What Obama Should -- and Shouldn't -- Say in State of the Union Address
This article originally appeared at the website of the Economic Policy Institute.
At the Economic Policy Institute (EPI), we have argued that raising wages is the central economic challenge. It is terrific news that the president will address wage stagnation in his speech. After a year of strong job creation but continued stagnant wage growth, many economists and commentators—not to mention the American people—are beginning to focus on wages. Even the new GOP-controlled Congress is paying lip service to the middle class squeeze (but is offering no program to address these challenges). So we are now entering into a great debate about what can be done to raise wages. Ross Eisenbrey and I offered our solutions in a recent interview in The New Republic.
Given congressional obstruction, the president has done his best to address our most pressing economic challenges through executive action:
- He has taken steps to regularize our undocumented workforce, which means that U.S. workers won’t be undercut by easily exploited immigrant labor.
- He strengthened labor standards among federal contractors by raising the minimum wage they must pay to $10.10 an hour, making it illegal for them to punish employees for discussing their wages (i.e., transparency that will erode gender and race discrimination), saying that employers who repeatedly violate labor laws will not win any more federal contracts, and banning forced arbitration (which limits workers’ ability to access the courts to remedy wage theft and discrimination).
- He directed the Labor Department to raise the salary threshold under which all workers are guaranteed overtime, which could provide more than six million workers such protections.
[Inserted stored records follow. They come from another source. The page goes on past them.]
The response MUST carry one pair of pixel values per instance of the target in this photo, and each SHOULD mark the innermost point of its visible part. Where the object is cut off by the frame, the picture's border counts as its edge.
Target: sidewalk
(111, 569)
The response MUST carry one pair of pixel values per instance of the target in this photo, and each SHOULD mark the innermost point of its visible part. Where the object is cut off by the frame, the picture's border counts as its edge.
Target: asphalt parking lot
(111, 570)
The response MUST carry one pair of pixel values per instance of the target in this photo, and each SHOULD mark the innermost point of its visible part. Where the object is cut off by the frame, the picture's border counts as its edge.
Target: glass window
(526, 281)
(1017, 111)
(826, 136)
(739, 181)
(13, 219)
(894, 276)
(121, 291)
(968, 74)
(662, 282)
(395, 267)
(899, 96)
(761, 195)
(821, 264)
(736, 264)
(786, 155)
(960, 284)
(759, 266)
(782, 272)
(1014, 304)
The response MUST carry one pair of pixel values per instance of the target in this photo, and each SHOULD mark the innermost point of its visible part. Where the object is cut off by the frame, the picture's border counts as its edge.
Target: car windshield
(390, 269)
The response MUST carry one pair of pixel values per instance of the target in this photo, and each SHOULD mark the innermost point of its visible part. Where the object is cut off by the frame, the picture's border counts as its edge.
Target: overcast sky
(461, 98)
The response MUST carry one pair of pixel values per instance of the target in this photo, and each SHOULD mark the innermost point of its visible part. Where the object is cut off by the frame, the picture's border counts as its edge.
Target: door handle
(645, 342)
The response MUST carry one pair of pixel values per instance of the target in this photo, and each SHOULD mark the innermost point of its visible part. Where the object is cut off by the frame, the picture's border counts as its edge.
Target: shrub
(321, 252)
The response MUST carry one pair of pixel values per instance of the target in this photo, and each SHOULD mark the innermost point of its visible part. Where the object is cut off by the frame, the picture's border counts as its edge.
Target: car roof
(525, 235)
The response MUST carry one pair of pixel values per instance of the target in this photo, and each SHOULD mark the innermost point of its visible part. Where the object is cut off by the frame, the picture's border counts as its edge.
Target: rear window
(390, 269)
I’ve said before that these moves constitute an “Obama wage initiative” that he should get credit for and build on, as there’s more he can do. I hope the president makes a strong case for why Americans need faster wage growth, delineates the package of executive orders and actions already underway that look like the start of a wages initiative, and announces further actions to fuel wage growth.
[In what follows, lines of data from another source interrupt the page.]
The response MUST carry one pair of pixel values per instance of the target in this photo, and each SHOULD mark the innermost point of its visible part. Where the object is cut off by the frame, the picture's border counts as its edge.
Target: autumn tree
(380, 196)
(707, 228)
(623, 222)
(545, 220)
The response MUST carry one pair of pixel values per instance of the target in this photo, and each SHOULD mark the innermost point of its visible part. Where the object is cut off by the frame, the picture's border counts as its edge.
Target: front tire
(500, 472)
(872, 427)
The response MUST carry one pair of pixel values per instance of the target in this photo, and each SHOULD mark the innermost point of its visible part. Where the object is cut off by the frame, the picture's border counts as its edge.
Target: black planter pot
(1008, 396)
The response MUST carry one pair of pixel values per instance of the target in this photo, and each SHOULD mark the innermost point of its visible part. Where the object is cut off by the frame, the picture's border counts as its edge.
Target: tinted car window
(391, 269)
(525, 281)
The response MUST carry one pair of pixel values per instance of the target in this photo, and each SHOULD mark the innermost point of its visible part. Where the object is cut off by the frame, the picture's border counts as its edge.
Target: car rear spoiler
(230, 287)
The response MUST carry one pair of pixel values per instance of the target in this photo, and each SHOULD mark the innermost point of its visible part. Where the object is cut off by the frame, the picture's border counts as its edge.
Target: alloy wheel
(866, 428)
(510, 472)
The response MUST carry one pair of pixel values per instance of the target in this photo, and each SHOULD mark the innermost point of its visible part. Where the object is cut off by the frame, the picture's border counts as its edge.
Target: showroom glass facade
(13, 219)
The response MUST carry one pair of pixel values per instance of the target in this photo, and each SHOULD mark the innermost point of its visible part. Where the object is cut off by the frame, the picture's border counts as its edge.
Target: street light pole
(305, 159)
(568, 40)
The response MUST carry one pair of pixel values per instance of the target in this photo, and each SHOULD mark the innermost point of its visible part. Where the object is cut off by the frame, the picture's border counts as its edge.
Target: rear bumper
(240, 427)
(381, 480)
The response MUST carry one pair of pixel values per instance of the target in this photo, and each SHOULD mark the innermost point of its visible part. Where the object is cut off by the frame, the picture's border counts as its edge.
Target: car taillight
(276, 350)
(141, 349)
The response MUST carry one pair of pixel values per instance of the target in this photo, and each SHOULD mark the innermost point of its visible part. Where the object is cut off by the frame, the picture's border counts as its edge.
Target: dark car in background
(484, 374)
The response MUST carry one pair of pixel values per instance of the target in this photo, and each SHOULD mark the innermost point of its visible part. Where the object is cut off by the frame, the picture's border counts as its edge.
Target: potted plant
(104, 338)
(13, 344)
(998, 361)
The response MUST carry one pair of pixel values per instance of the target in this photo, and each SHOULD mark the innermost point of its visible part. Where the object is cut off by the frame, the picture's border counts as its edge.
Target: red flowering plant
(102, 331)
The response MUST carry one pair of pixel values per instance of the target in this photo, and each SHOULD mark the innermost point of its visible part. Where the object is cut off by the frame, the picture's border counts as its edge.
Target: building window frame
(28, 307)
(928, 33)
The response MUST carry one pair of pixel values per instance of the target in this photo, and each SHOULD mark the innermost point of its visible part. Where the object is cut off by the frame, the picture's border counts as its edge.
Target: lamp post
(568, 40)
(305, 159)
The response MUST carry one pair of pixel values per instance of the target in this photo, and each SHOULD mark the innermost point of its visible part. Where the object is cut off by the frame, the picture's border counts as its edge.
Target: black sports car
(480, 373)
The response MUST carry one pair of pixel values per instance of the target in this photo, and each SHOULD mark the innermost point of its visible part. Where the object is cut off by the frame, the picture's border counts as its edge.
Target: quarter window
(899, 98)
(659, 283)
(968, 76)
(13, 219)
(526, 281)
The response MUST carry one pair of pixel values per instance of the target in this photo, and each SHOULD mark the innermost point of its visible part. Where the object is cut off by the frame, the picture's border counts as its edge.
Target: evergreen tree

Here are a few forward-looking items I would like to hear President Obama discuss:
Set the overtime threshold at least $51,000 a year. EPI’s Ross Eisenbrey first recommended that the president raise the threshold under which all workers are guaranteed overtime seven years ago. The Labor Department is finally on the verge of making a change, but it is rumored that they will set the threshold as low as $42,000. This isn’t high enough. If the threshold had kept up with inflation, it would be $51,000; and there’s good evidence that it should be even higher. I hope the president makes a case for why.
Raise the minimum wage to $12.50. Two years ago, the president called for a $9 minimum wage in his State of the Union address. Later that year, he joined congressional Democrats and activists in calling for a $10.10 minimum wage. While Congress has done nothing to raise the wage floor for working Americans, inflation has continued to erode their purchasing power. To keep up with inflation, the minimum wage should be raised to $12.50.
Support collective bargaining. In the past, the president has said, “If I were looking for a good job […] I’d join a union.” He’s right. Unions are the best way to ensure that workers see wage increases and safe workplaces. As union density has declined, so have wages. President Obama should keep up his full-throated endorsement of collective bargaining, which shouldn’t be limited to union audiences.
There also needs to be a recognition that tax breaks for low and middle-income households can serve to support these households but if wages continue to stagnate or fall then we would continuously need to do what cannot be done: continuously expand these tax breaks. Therefore, the ultimately solution to wage stagnation has to be to generate broad-based wage growth.
There are also some things the president shouldn’t say.
The Obama administration has been working to pass trade agreements—namely the Trans-Pacific Partnership and the Transatlantic Trade and Investment Partnership—which will drive up U.S. trade deficits and depress wages for U.S. workers. This stands in opposition to all of the good work the president and his administration have done to boost the living standards of working Americans. President Obama should rethink his stance on trade and Congress should refuse to grant him the “fast-track” authority that he has asked for.
Lastly, there have been discussions recently of corporate tax reform as being one area where the president can work with Republicans in Congress to get something done. But in the past, the GOP has insisted that tax reform be revenue neutral, which defeats the point. We desperately need more revenue for, among other projects, rebuilding our crumbling infrastructure. Revenue-neutral tax reform won’t cut it. It’s bad policy, and shouldn’t be pursued simply for the sake of compromise. In the past, the president has sought some revenue from tax reform for infrastructure, and he should continue to insist on that.
President Obama has much to be proud of, especially considering the vehement congressional opposition he’s encountered at every turn. There is still more he can do—and more he should not do—to address our most pressing economic issue and ensure that Americans feel our nascent recovery in their paychecks.